I didn’t mean to imply that it is cureable. Sorry, wrong choice of words. What I meant to say is that some children grow out of some symptoms and how they are displayed – or appear to control them better with age & therapy. I was trying to convey how variable it can be in simpler terms.

LucyMarie on

I have a son with high functioning autism(Asperger’s) and I love him to death. His best buddies are will be in the 5th and 2nd grades–my son will be in high school. His Dad refuses to acknowledge our son’s autism, but I have spent years getting him diagnosed so he can get help.

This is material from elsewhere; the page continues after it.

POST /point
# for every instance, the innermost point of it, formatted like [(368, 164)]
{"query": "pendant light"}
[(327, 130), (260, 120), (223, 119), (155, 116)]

Sadly because of my ex my son did not get help until the 5th grade and we lost a lot of time.

However, my concern with this article is the part how the little boy is a “best friend” I love my son and I understand his challenges, but I never would burden him with calling him a “best friend”

dearling on

As a teacher who has worked with students and tutees who are on both ends of the spectrum, I HIGHLY recommend the book “Look Me In The Eye: My Life with Asperger’s” by John Elder Robison. It’s his memoirs of his life and how he coped and developed with his Asperger’s. It’s an amazing story and I highly recommend it to both students (age appropriately, of course) and parents of my students.

Jacquie on

I have to say I think it is great that we have come so far that we don’t send children to a “special home” like noam’s brother when they are not typically developing in today’s society! That had to be heartbreaking for your mom and dad and then to discover that he can communicate and read and everything… that was a touching post! Like I said, the way we approach ASD and other things today I think is so much more beneficial for the children and their families rather than hiding them away somewhere.

Colleen on

Momto3 I agree with you….what is “moderate” autism? My son was diagnosed with “mild” autism, and it blows me away! Higher functioning, yes…but come on! I wish more celebs. would discuss his/her experiences with their children and autism! Jenny Mccarthy whether you like her or not has raised a lot of awareness and for that I will be thankful! I still CAN’T STAND Dennis Leary and what he said about parents and children with autism. It amazes me that it was OK……if nobody knows what I am talking about, google it.

CelebBabyLover on

Colleen- “Moderate” Autism is just another way of saying high-functioning Autism.

Chele on

I thoroughly enjoyed reading Dattilo’s article. My son was dx’d at 2.5y/o with PDD-NOS, which is mild autism. at 3y/o he has made tremendous strides. From saying nothing, flapping his arms and dazing at spinning wheels to having about 200 words to play with other children and less “stimming.” I know he will always be an awkward kid, but hubby and really have hope for him, and this article increased my hope.